On Tue, 2 Jul 2002 19:55:53   
 Dinogeorge wrote:
>In a message dated 7/2/02 6:04:16 PM EST, TiJaWi@agron.iastate.edu writes:
>
><< However, there are folks (including two or more on the DML) who hold strong
> views to the contrary, and do not regard stegosaurs and ankylosaurs as
> especially closely related, and regard the Thyreophora as polyphyletic. >>

Certainly possible, IMHO, although I haven't examined the situation closely 
enough to push for a full-scale demolition of Thyreophora.  About 20 years ago 
Walter Coombs composed a list of characters that united ankylosaurids and 
pachycephalosaurs, including the tendency to close the supratemporal fenestra 
(which likely is convergence, but who knows), the everted dorsal margin of the 
preacetabular process, the armoured or armour-like texture of the dorsal skull 
roof (also likely easy to be prone to convergence), the ossification of an 
interorbital septum, and contact between the ischium and ilium on the anterior 
side of the acetabulum with the pubis excluded from the acetabular margin.  
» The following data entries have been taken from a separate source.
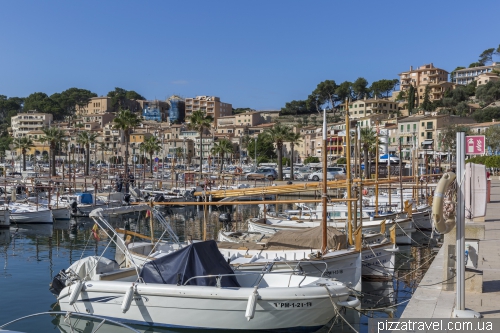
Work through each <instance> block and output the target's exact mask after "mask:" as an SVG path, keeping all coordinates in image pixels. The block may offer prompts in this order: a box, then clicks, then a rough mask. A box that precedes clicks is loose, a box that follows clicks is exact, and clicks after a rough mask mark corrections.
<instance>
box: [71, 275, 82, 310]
mask: <svg viewBox="0 0 500 333" xmlns="http://www.w3.org/2000/svg"><path fill="white" fill-rule="evenodd" d="M82 288H83V281H77V282H76V283H75V287H74V288H73V290H72V291H71V294H70V295H69V305H73V304H75V302H76V300H77V299H78V296H80V293H81V291H82Z"/></svg>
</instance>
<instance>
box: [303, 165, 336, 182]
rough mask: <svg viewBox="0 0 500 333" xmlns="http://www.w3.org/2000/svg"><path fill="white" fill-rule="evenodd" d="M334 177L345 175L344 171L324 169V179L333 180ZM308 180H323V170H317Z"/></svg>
mask: <svg viewBox="0 0 500 333" xmlns="http://www.w3.org/2000/svg"><path fill="white" fill-rule="evenodd" d="M336 175H345V169H344V168H341V167H329V168H326V179H327V180H335V176H336ZM308 179H309V180H313V181H316V182H317V181H319V180H322V179H323V170H318V171H315V172H313V173H311V174H310V175H309V177H308Z"/></svg>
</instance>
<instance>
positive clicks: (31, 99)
mask: <svg viewBox="0 0 500 333" xmlns="http://www.w3.org/2000/svg"><path fill="white" fill-rule="evenodd" d="M24 110H25V111H29V110H36V111H38V112H43V113H50V114H52V115H53V116H54V120H62V119H64V115H65V112H64V110H63V108H61V106H60V105H59V103H57V101H54V100H53V99H51V98H50V97H49V96H47V94H45V93H42V92H36V93H33V94H31V95H29V96H28V97H26V99H25V100H24Z"/></svg>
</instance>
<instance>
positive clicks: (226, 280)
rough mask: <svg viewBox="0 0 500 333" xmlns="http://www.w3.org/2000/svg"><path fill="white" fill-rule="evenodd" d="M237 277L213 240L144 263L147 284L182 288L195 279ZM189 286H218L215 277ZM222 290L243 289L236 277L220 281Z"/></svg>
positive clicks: (143, 267) (142, 270) (197, 282)
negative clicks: (215, 276) (180, 285)
mask: <svg viewBox="0 0 500 333" xmlns="http://www.w3.org/2000/svg"><path fill="white" fill-rule="evenodd" d="M219 274H234V272H233V270H232V269H231V267H230V266H229V264H228V263H227V262H226V260H225V259H224V257H223V256H222V254H221V253H220V252H219V249H218V248H217V243H215V241H213V240H210V241H206V242H198V243H193V244H191V245H188V246H186V247H185V248H182V249H180V250H177V251H175V252H173V253H170V254H167V255H166V256H163V257H160V258H158V259H155V260H151V261H149V262H147V263H146V264H144V266H143V268H142V271H141V278H142V279H143V280H144V282H146V283H164V284H179V285H183V284H184V283H185V282H186V281H187V280H189V279H190V278H192V277H195V276H204V275H219ZM187 284H188V285H196V286H215V285H216V279H215V277H203V278H197V279H192V280H190V281H189V282H188V283H187ZM221 286H222V287H240V285H239V283H238V281H237V280H236V277H235V276H234V275H230V276H224V277H223V278H222V279H221Z"/></svg>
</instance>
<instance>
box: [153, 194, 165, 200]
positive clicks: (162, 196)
mask: <svg viewBox="0 0 500 333" xmlns="http://www.w3.org/2000/svg"><path fill="white" fill-rule="evenodd" d="M153 201H154V202H163V201H165V197H164V196H163V194H161V193H158V194H157V195H155V198H154V199H153Z"/></svg>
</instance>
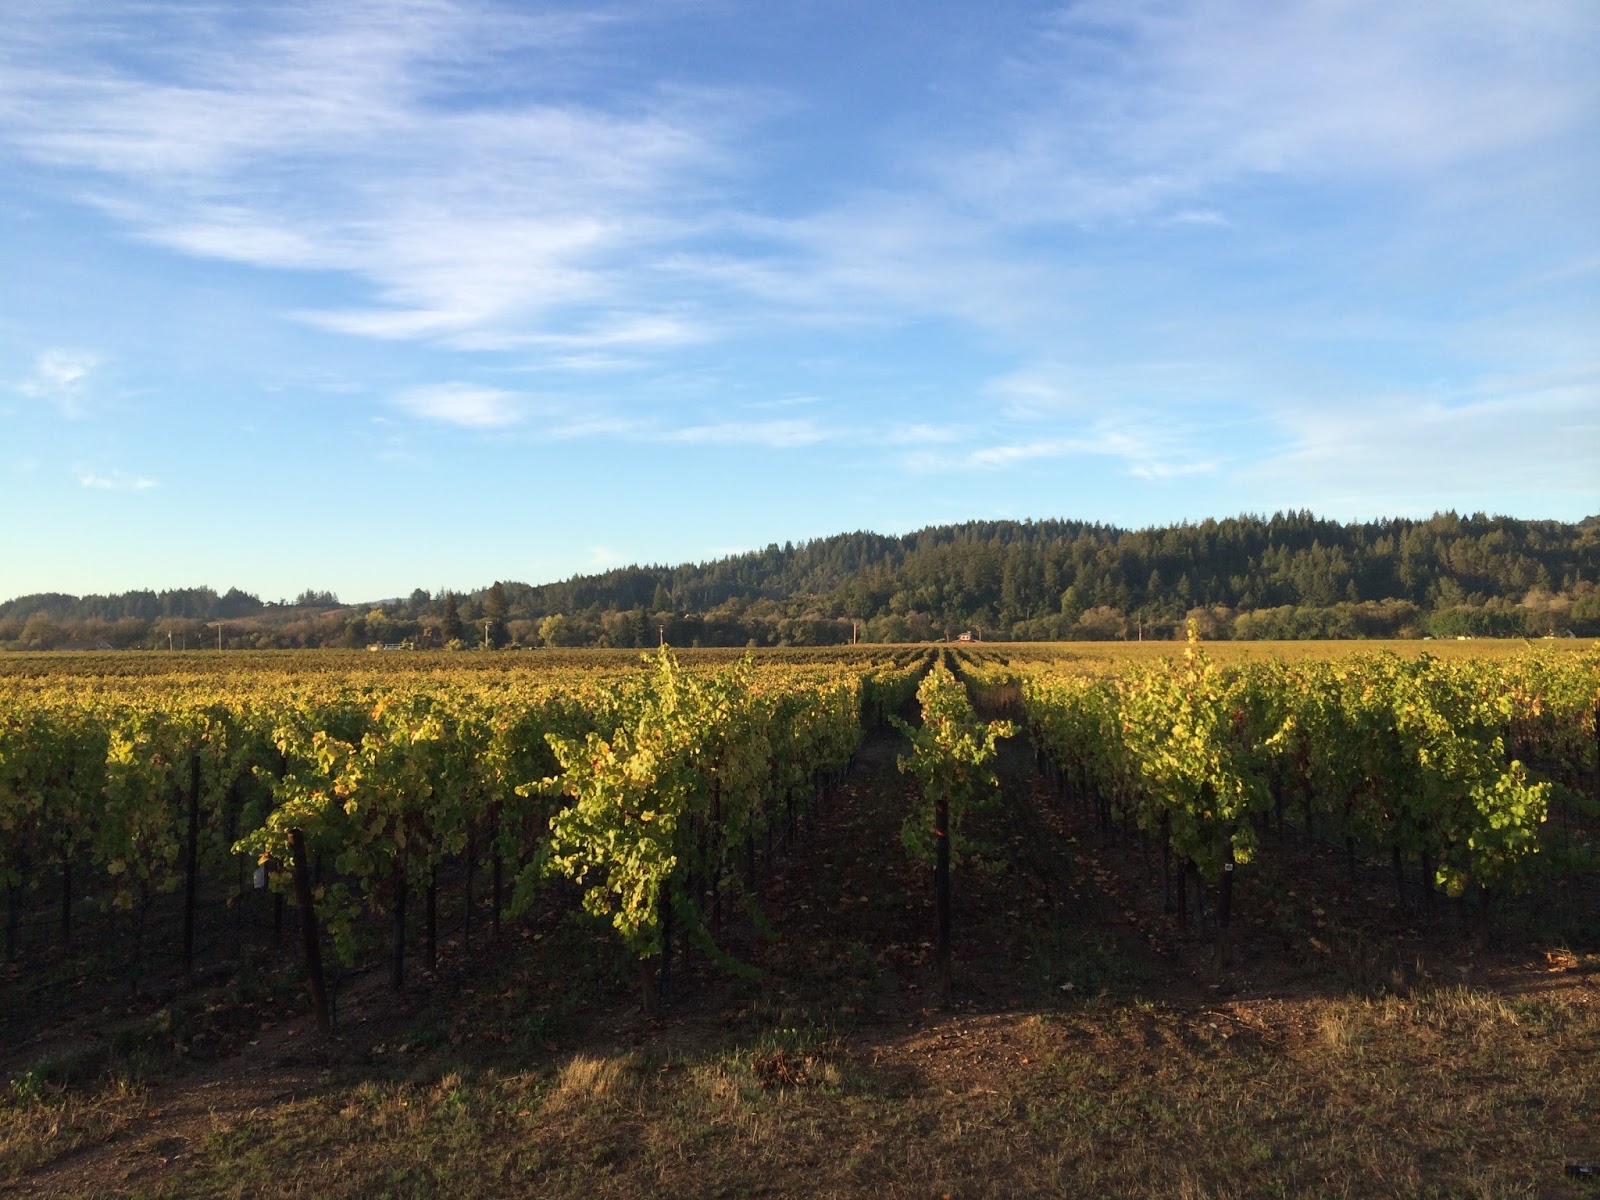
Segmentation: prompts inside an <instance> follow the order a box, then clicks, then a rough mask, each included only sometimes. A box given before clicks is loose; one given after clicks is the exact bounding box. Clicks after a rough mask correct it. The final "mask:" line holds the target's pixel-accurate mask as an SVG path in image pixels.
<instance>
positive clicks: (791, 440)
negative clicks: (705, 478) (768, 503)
mask: <svg viewBox="0 0 1600 1200" xmlns="http://www.w3.org/2000/svg"><path fill="white" fill-rule="evenodd" d="M829 437H830V435H829V434H827V430H824V429H821V427H819V426H818V424H816V422H814V421H718V422H712V424H704V426H683V427H682V429H670V430H664V432H662V434H659V435H658V438H659V440H661V442H685V443H690V445H715V446H773V448H776V450H787V448H794V446H814V445H816V443H818V442H826V440H827V438H829Z"/></svg>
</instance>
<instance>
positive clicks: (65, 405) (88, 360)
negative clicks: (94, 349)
mask: <svg viewBox="0 0 1600 1200" xmlns="http://www.w3.org/2000/svg"><path fill="white" fill-rule="evenodd" d="M99 365H101V358H99V355H96V354H90V352H88V350H74V349H66V347H54V349H50V350H45V352H42V354H40V355H38V357H37V358H35V360H34V370H32V371H30V373H29V374H27V376H26V378H24V379H21V381H19V382H18V384H16V390H18V392H21V394H22V395H26V397H29V398H32V400H48V402H50V403H53V405H54V406H56V408H59V410H61V413H62V414H64V416H69V418H82V416H83V411H85V406H83V402H85V395H86V392H88V382H90V374H91V373H93V371H94V368H98V366H99Z"/></svg>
Most of these were later dismissed because of qualms with topology, homology, 
etc.  But, considering that Marginocephalia is united by a whopping three 
well-defined characters, who knows??  The most interesting of these characters 
is the last one I listed.  Sereno reported that it isn't seen in any 
non-ankylosaurid or pachycephalosaur ornithischian, although it might not be 
found in _Stenopelix_, a primitive pachycephalosaur.  If this is the case, then 
the character is basically debunked.

Marginocephalia is now (at least as of Sereno's 2001 paper in _The Age of 
Dinosaurs in Russia and Mongolia_) united by three synapomorphies: 
parietosquamosal shelf extension obscuring the occiput in dorsal view, median 
contact between the maxillae that excludes the premaxillae from the anterior 
margin of the external nares, and a short postpubic process lacking the distal 
pubic symphysis.  But, the first character was criticized, and in _The 
Dinosauria_, Dodson and Currie found the second to be pleisomorphic.  The third 
synapomorphy was similarly criticized, but better outgroup comparisons have 
strengthened it.

So, by no means is Thyreophora or Marginocephalia secured.  I would be 
interested in any discussion of the above characters, as my knowledge of them 
really only extends to what I have seen in the literature.